Institut catholique d'arts et métiers
- Other names: ICAM
- Type: Private (non profit), Graduate engineering
- Established: 1898
- Affiliations: Toulouse Tech Université fédérale de Toulouse Midi-Pyrénées
- Students: 4,000
- Location: Lille, Sénart, Nantes, La Roche-sur-Yon, Toulouse, Vannes, France
- Website: www.icam.fr

= Institut catholique d'arts et métiers =

French graduate engineering school

Located in six cities in France, Institut catholique d'arts et métiers is a Graduate Engineering school created in 1898. It is one of the grandes écoles part of Toulouse Tech.

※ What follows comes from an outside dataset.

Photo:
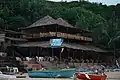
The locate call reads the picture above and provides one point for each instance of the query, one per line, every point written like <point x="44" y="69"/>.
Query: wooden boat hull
<point x="90" y="76"/>
<point x="64" y="73"/>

Its different curricula lead to the following French & European degrees :
- Ingénieur ICAM (ICAM Graduate engineer Masters level program)
- Master of Science & PhD doctorate studies
- Mastères Spécialisés (MS) (Specialized Masters)

Academic activities and industrial applied research are performed mainly in French and English languages. Students from a dozen nationalities participate in the different curricula at ICAM.

Most of the 4,500 graduate engineer students at ICAM live in dedicated residential buildings nearby research labs and metro public transports.

== Research at ICAM ==
- Energy storage and management
- Industrial co-products and waste recycling
- Innovative materials and treatments
- Structures and Couplings
- Industrial, environmental and societal changes
- Factory 4.0

==Notable alumni==
- Modou Dia, Senegalese politician and former diplomat;
- Jean-Marie Vanlerenberghe, French politician;
- Octave Klaba, founder and chairman of OVHcloud.